Published January 6th, 2021
Family Focus
By Margie Ryerson, MFT
Margie Ryerson, MFT, is a local marriage and family therapist. Contact her at 925-376-9323 or margierye@yahoo.com. She is the author of Treat Your Partner Like a Dog: How to Breed a Better Relationship and Appetite for Life: Inspiring Stories of Recovery from Anorexia, Bulimia, and Compulsive Overeating.
"Happiness depends on your mindset and attitude."~ Roy T. Bennett, "The Light in the Heart"
Here's to a happier new year in 2021! Trying to find happiness in the midst of turmoil, loss, and worry has tested our coping skills to the limit in 2020. For many, it has been difficult to think very positively and sustain this attitude at times during the past year. But each small step we take can contribute to lifting our spirits, so this column offers a few suggestions toward that end.
First, though, a caveat: If you or anyone in your family suffers from clinical depression or extreme anxiety, you will probably have difficulty controlling sad and negative thoughts. You won't be in a position to think more positively until you have been on a medication regimen and in cognitive behavioral therapy, the recommended treatments for these conditions. It would be detrimental for anyone to expect you to think a certain way until you are physiologically and psychologically ready.
But for those who don't have underlying conditions that interfere, increasing positive thinking is an important step in achieving more happiness and enjoyment in life. We all know people who have naturally optimistic, upbeat natures. But most of us have to strive to achieve this state of mind.
Many families have established the practice of expressing gratitude at the dinner table and at other times. It is so helpful for children to acquire this positive habit at an early age. The hope is that, throughout their lives, they'll have a way to lift themselves up when they may tend to spiral down.
Will, a 30-year-old single sales manager, has been in therapy to work on changing his pessimistic, glass-half-empty orientation that has caused him to be chronically unhappy. And, of course, Will doesn't attract friends or romantic partners very easily, since it's difficult to be around someone who is perpetually negative and cynical. The lack of social companionship feeds into Will's pessimism, and he has been trapped in a cycle of hopelessness. He is already on an anti-depressant that has helped him, and he doesn't want to increase his dosage.
Throughout this pandemic, Will has lived alone and worked from home with little contact with others. He was concerned about being unhappy before the pandemic, even when he was able to be around people at work, go to the gym, and go out and socialize. But now he feels acute loneliness and disconnection from others.
Will is a product of an upbringing where he was encouraged to succeed in academics and sports. Growing up, he was happier and more self-confident. All good, except that he didn't develop himself beyond his accomplishments. He didn't need to think much about his personal qualities and strengths. Now that he is just one of many high-performing employees, Will can't rely on his former means of achieving contentment.
During this pandemic and so many other challenges, we have all had to call upon our inner strength while we experience more worry, limitations, and longing for our former lives. We are likely spending more time with ourselves than before, especially those who live alone. It's important to look for ways to be able to boost our own spirits.
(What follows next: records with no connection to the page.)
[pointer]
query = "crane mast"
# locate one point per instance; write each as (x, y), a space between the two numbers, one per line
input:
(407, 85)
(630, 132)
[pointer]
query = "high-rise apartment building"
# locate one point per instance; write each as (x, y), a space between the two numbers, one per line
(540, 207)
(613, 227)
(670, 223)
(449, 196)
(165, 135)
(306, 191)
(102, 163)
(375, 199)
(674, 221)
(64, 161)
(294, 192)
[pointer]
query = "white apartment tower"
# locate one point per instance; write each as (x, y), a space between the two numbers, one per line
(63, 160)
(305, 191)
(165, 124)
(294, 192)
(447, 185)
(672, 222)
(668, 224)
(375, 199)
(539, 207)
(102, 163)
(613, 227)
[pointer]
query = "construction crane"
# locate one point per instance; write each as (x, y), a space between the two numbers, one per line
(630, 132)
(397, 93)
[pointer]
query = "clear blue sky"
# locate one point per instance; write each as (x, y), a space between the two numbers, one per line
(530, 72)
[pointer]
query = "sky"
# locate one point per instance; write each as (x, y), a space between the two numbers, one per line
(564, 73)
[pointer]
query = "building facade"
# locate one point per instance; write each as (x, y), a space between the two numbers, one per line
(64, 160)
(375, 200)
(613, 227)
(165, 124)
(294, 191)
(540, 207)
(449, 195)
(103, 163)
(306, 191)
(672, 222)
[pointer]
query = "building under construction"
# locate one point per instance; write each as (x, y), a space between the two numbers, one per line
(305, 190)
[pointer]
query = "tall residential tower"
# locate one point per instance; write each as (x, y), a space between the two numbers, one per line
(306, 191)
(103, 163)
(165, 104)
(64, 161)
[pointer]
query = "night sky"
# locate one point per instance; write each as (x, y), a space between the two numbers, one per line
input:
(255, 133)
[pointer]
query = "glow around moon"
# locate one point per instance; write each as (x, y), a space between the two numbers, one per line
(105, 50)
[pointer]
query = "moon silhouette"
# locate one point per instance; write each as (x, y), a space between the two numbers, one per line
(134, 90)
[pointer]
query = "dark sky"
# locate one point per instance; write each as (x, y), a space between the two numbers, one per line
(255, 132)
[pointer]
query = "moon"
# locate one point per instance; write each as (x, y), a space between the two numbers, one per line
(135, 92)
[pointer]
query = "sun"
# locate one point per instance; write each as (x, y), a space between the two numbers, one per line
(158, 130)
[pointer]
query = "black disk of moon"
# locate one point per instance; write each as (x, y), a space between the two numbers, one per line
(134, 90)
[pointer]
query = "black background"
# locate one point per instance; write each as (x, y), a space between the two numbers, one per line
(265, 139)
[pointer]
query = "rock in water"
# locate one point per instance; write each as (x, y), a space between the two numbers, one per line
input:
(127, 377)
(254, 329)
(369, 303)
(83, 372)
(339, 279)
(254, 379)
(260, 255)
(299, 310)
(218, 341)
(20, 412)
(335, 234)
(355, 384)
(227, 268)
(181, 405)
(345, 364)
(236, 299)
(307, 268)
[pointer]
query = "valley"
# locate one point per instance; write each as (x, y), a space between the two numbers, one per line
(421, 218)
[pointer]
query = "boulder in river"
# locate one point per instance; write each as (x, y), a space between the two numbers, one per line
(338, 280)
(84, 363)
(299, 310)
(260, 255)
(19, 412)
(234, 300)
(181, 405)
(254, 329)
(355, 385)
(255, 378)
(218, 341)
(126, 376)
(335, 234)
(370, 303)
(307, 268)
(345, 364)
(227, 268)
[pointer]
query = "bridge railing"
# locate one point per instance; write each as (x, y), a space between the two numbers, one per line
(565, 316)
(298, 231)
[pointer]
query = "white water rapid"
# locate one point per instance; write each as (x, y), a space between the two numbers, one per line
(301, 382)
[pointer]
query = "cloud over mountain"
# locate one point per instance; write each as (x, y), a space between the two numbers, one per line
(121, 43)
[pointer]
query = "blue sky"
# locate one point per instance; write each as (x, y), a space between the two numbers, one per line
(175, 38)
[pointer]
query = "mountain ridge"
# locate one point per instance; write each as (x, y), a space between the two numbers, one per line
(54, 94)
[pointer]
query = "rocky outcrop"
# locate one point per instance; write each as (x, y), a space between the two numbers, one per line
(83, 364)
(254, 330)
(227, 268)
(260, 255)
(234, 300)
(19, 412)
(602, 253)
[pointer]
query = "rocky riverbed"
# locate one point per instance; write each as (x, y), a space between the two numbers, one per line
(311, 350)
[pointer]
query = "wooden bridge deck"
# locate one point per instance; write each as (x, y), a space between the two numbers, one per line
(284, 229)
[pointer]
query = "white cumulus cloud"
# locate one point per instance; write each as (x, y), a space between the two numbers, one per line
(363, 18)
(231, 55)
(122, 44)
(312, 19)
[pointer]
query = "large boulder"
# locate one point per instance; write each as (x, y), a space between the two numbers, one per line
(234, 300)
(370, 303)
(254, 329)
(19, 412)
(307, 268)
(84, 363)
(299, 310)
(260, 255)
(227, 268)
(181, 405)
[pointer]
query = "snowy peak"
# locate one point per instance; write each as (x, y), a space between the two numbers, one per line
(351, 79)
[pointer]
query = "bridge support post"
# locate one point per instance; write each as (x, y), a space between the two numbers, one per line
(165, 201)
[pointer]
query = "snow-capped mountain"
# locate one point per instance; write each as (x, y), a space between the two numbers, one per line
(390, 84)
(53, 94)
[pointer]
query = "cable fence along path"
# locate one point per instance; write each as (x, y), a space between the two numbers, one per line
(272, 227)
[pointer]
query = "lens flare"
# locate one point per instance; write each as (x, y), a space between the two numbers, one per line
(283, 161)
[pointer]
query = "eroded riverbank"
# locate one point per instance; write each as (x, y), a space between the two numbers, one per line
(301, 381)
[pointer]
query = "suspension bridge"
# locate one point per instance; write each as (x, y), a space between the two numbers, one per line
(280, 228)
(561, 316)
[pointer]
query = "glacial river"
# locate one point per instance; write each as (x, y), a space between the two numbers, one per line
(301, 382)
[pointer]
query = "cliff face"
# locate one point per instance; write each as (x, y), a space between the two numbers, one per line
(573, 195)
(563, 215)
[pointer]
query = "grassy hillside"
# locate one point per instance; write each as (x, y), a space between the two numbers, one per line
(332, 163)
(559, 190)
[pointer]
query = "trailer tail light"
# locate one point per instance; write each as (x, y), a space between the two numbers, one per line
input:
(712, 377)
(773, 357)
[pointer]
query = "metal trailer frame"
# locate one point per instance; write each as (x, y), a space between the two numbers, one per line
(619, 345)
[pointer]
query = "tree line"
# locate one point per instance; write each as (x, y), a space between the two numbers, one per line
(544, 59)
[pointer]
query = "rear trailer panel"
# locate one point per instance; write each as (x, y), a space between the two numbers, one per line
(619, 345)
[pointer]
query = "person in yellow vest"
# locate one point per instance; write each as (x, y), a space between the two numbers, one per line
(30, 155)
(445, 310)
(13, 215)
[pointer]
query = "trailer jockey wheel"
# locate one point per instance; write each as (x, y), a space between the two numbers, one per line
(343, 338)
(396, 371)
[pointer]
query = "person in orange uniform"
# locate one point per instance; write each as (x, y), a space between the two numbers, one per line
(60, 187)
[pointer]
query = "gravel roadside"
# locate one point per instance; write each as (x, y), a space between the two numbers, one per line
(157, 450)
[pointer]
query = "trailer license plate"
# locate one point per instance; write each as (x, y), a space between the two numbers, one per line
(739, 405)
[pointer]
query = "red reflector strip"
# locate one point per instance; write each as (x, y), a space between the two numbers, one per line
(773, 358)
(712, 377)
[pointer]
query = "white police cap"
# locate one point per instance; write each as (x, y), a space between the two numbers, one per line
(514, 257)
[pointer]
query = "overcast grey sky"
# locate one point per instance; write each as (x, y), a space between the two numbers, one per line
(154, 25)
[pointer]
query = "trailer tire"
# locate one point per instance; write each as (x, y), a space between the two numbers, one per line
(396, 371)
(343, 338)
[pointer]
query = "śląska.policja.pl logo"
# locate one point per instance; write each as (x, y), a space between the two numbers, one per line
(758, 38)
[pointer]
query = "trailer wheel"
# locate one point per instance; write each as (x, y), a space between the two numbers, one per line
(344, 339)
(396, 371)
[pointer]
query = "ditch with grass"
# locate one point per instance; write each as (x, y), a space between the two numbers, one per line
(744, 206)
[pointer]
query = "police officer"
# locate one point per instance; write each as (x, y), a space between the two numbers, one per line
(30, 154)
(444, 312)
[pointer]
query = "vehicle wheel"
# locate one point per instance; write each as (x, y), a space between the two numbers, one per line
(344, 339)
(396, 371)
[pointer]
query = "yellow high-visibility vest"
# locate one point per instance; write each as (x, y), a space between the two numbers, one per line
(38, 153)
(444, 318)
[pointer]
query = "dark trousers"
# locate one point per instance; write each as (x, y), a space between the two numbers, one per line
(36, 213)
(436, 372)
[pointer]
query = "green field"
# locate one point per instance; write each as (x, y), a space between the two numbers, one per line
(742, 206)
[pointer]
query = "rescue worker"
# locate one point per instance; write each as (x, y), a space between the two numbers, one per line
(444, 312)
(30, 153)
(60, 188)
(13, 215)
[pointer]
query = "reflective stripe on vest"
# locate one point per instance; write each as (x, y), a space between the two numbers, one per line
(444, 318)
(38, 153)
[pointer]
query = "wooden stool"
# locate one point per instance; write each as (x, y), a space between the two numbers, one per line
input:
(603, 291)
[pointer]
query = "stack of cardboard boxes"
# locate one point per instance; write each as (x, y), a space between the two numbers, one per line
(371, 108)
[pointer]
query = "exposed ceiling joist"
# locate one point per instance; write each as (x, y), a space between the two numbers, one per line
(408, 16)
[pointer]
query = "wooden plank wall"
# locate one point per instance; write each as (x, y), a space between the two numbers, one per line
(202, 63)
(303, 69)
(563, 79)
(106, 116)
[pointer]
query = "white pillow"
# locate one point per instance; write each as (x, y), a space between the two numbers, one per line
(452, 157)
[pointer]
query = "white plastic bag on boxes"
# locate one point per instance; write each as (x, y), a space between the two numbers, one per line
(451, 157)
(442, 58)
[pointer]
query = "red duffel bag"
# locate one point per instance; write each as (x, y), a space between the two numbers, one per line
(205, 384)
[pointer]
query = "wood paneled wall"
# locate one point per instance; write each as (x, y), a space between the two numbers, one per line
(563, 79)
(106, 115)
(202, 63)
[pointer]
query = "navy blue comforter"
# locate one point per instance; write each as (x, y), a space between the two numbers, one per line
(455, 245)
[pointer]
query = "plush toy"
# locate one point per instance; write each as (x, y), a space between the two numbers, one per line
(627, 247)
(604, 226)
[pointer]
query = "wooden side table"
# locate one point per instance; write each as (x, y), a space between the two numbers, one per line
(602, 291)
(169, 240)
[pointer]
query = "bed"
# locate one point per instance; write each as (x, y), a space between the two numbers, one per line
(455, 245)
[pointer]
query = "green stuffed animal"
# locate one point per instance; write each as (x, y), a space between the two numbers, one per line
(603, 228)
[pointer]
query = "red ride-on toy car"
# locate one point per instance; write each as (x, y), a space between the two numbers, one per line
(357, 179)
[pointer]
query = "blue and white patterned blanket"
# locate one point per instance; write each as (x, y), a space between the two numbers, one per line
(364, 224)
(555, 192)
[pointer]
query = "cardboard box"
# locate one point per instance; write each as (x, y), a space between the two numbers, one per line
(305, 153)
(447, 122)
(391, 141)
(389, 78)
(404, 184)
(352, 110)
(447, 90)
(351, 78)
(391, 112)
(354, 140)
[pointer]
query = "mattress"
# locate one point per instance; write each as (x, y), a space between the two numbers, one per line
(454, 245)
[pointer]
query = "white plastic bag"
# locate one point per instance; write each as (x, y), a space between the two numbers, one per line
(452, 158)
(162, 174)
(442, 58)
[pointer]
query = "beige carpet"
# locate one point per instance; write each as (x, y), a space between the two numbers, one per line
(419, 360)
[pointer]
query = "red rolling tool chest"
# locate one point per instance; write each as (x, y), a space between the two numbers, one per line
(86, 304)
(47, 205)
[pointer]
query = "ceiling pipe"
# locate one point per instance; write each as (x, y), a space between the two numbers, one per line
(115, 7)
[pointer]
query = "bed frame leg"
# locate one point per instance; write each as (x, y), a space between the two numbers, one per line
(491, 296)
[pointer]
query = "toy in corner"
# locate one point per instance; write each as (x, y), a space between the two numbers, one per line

In order to turn around negative thinking, which had become habitual in Will's case, it helps to track these thoughts. I asked Will to journal each negative thought about himself that he could. Awareness is key to taking control. Then over time, I asked Will to write a counter to each of these thoughts as he went along. He didn't have to come up with praise for himself, although if genuine, this would have been great. But the idea was to find evidence to reduce the level of negativity. This process of actively documenting self-criticisms can help disrupt automatic thought patterns. And while making these shifts won't automatically lead to happiness, it will at least set the stage for allowing in some positivity.
For example, when Will told himself that he would never find a girlfriend, he put down that he did have a successful (until the end) long-term relationship in the past - so he must have done something right. When Will told himself that he wasn't as smart as many of his team members, he countered with the fact that he had received a promotion twice in the past four years.
Another helpful exercise is to think of what you would tell a good friend who was relating his or her own self-critical assessments. Would you agree that, yes, your friend should feel bad about himself or herself? Or would you help your friend look for evidence to the contrary? Typically, we can do this easily and naturally for a friend, so why not for ourselves? Is this even fair to have one standard for our friend and another, more exacting one for ourselves?
A cognitive tool that is very helpful in keeping us present (mindful), less anxious, more at peace and therefore happier, is avoiding anticipatory worry. For example, Will made himself very unhappy by projecting into the future how lonely and unfulfilling his life would be, based on his current status. Of course, in reality he has no way of knowing how his future will look. His worrying only serves to give him a sense of hopelessness, which discourages building his resolve to take positive action. Going forward, we can try to avoid getting caught up in negative "what-ifs" for the future and concentrate instead on making our present better.
We've all been blindsided by circumstances beyond our control this past year. Of course, there are times when we are going to be sad and disheartened or worried or scared, no matter what. We can't always try to think more positively. But it's important that we support ourselves and our loved ones as best we can during these unusual times, and consciously trying to adjust our perspective can help.